The reason why the above statement is a conjecture and not a theorem is because the previous theorems have all been formalized and proved in my Master’s thesis, while this last statement has not. However, there are strong indications of its correctness as we can decompose a seed tuple consisting of any sum of two tuples and have proved that the conjecture holds for the binomial $$a_{i+1} \cdot (1 + t)^{i+1} + a_i \cdot (1 + t)^i$$, as stated by Long’s idealized theorem.

### 5. Conclusion

In this blog post, we have introduced idealized versions of Moessner’s theorem and Long’s theorem – along with Long’s weak theorem – stated in terms of the dual of Moessner’s sieve.
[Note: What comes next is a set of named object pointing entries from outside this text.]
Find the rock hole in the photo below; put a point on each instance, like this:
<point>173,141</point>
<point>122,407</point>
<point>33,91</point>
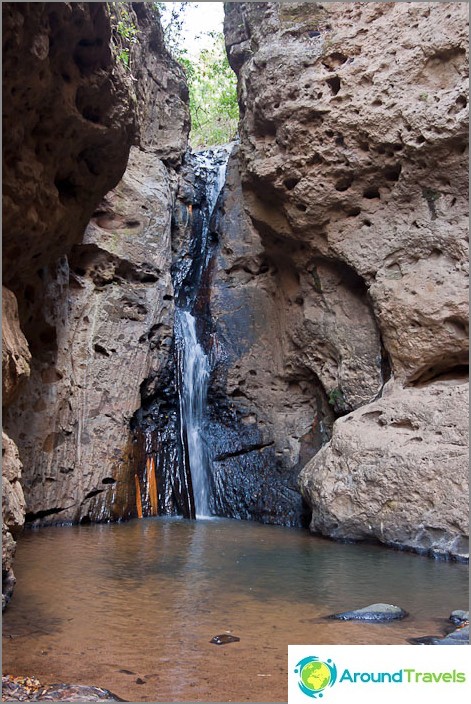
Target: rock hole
<point>344,183</point>
<point>290,183</point>
<point>91,114</point>
<point>99,349</point>
<point>392,173</point>
<point>334,84</point>
<point>371,193</point>
<point>66,188</point>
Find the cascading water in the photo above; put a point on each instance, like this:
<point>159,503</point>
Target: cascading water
<point>193,366</point>
<point>193,379</point>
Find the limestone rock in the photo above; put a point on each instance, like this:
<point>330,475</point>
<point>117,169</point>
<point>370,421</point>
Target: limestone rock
<point>377,613</point>
<point>69,120</point>
<point>15,352</point>
<point>396,471</point>
<point>13,513</point>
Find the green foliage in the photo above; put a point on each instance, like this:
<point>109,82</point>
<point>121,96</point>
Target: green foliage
<point>213,95</point>
<point>124,32</point>
<point>212,84</point>
<point>337,400</point>
<point>172,19</point>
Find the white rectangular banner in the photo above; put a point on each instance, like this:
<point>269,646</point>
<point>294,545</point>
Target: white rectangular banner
<point>341,674</point>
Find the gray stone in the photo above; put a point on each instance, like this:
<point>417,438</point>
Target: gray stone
<point>378,613</point>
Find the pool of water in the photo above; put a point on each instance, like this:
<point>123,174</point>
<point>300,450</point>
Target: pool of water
<point>132,607</point>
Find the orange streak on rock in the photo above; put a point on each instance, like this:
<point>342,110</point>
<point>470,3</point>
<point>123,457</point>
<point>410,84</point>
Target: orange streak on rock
<point>138,497</point>
<point>152,486</point>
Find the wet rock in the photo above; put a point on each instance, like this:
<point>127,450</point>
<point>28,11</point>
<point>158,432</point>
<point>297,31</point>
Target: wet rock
<point>459,636</point>
<point>30,689</point>
<point>224,638</point>
<point>392,487</point>
<point>378,613</point>
<point>96,307</point>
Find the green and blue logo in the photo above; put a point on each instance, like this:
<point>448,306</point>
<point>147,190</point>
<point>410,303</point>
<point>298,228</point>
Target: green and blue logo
<point>315,676</point>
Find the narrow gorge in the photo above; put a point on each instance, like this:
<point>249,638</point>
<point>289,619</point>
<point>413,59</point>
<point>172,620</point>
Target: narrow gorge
<point>273,330</point>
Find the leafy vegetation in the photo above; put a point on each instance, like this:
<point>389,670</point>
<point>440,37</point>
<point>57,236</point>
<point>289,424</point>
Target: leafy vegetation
<point>213,95</point>
<point>211,82</point>
<point>124,31</point>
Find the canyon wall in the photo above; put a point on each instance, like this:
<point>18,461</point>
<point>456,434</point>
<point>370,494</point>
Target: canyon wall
<point>335,304</point>
<point>89,306</point>
<point>354,162</point>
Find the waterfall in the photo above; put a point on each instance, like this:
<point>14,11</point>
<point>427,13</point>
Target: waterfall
<point>193,367</point>
<point>193,376</point>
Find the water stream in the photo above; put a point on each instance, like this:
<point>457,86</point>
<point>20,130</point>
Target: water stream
<point>132,607</point>
<point>193,366</point>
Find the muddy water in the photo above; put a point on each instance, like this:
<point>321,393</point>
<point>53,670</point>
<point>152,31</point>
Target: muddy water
<point>132,607</point>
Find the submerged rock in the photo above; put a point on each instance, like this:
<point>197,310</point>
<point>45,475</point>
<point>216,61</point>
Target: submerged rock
<point>223,639</point>
<point>379,613</point>
<point>460,636</point>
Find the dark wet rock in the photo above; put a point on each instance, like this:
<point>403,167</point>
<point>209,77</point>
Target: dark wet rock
<point>223,639</point>
<point>29,689</point>
<point>459,617</point>
<point>378,613</point>
<point>460,636</point>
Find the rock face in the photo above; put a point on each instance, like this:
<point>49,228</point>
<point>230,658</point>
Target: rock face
<point>354,172</point>
<point>96,308</point>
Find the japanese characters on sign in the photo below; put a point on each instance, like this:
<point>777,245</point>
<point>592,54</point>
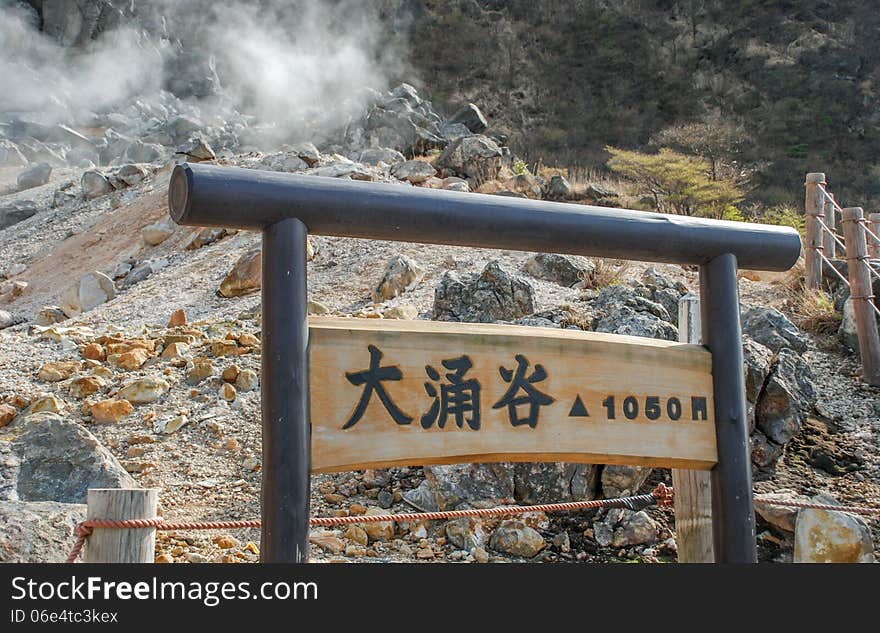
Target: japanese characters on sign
<point>418,392</point>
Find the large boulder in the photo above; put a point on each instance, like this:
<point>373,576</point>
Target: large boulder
<point>245,276</point>
<point>76,22</point>
<point>37,532</point>
<point>401,272</point>
<point>477,158</point>
<point>789,396</point>
<point>89,292</point>
<point>454,484</point>
<point>471,117</point>
<point>623,481</point>
<point>493,295</point>
<point>554,482</point>
<point>50,458</point>
<point>565,270</point>
<point>828,536</point>
<point>34,176</point>
<point>772,329</point>
<point>16,212</point>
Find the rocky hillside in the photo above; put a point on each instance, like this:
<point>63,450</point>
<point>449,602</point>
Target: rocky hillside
<point>130,346</point>
<point>797,79</point>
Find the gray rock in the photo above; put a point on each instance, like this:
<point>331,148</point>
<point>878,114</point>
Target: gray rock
<point>49,315</point>
<point>848,331</point>
<point>197,149</point>
<point>7,319</point>
<point>10,155</point>
<point>37,532</point>
<point>453,131</point>
<point>764,453</point>
<point>355,171</point>
<point>565,270</point>
<point>401,272</point>
<point>34,176</point>
<point>140,152</point>
<point>76,23</point>
<point>828,536</point>
<point>788,397</point>
<point>283,161</point>
<point>467,533</point>
<point>559,188</point>
<point>624,528</point>
<point>782,517</point>
<point>16,212</point>
<point>516,538</point>
<point>772,329</point>
<point>471,117</point>
<point>454,484</point>
<point>89,292</point>
<point>623,481</point>
<point>493,295</point>
<point>307,152</point>
<point>182,127</point>
<point>477,158</point>
<point>155,234</point>
<point>756,366</point>
<point>631,323</point>
<point>54,459</point>
<point>414,171</point>
<point>597,191</point>
<point>376,155</point>
<point>554,482</point>
<point>95,184</point>
<point>132,174</point>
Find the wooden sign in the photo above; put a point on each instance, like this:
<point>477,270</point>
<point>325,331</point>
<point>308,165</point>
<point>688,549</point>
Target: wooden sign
<point>387,392</point>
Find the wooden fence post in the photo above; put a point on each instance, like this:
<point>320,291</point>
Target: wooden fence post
<point>121,545</point>
<point>693,488</point>
<point>814,207</point>
<point>874,245</point>
<point>828,242</point>
<point>862,297</point>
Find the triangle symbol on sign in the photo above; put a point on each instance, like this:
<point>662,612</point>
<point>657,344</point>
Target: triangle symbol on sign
<point>578,410</point>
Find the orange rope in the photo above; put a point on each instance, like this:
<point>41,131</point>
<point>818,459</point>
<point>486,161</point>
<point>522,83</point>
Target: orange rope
<point>661,495</point>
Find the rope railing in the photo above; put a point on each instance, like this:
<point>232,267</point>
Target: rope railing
<point>662,495</point>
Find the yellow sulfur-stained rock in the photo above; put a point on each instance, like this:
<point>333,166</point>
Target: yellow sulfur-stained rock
<point>175,350</point>
<point>144,390</point>
<point>7,413</point>
<point>85,386</point>
<point>178,318</point>
<point>94,351</point>
<point>111,410</point>
<point>130,361</point>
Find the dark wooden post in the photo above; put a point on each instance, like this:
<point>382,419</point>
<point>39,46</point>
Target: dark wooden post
<point>693,488</point>
<point>732,504</point>
<point>828,242</point>
<point>285,395</point>
<point>862,297</point>
<point>873,244</point>
<point>814,208</point>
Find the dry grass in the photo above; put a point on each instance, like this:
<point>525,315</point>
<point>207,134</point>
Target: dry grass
<point>811,310</point>
<point>607,272</point>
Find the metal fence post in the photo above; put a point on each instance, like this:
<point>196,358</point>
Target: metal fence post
<point>732,503</point>
<point>861,292</point>
<point>814,208</point>
<point>285,395</point>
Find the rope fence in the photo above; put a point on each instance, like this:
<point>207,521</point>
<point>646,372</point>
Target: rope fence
<point>662,495</point>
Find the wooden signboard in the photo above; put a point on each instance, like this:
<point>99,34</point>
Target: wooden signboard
<point>387,392</point>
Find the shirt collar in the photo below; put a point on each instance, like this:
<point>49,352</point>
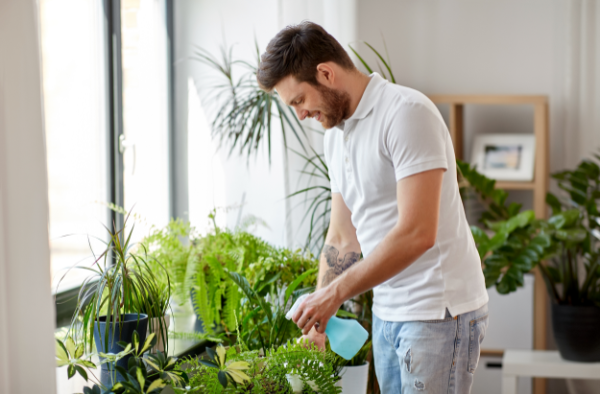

Furthermore, we have conjectured a new generalization of Long’s theorem that connects it to polynomial evaluation.

This post is the final excerpt from my Master’s thesis, in which I formalize and prove all the statements mentioned in this and the previous posts in the Coq proof assistant.

1. See “On the Moessner Theorem on Integral Powers” (1966) by Calvin T. Long.

2. The addition of the dotted vertical lines between each column is for the sake of readability.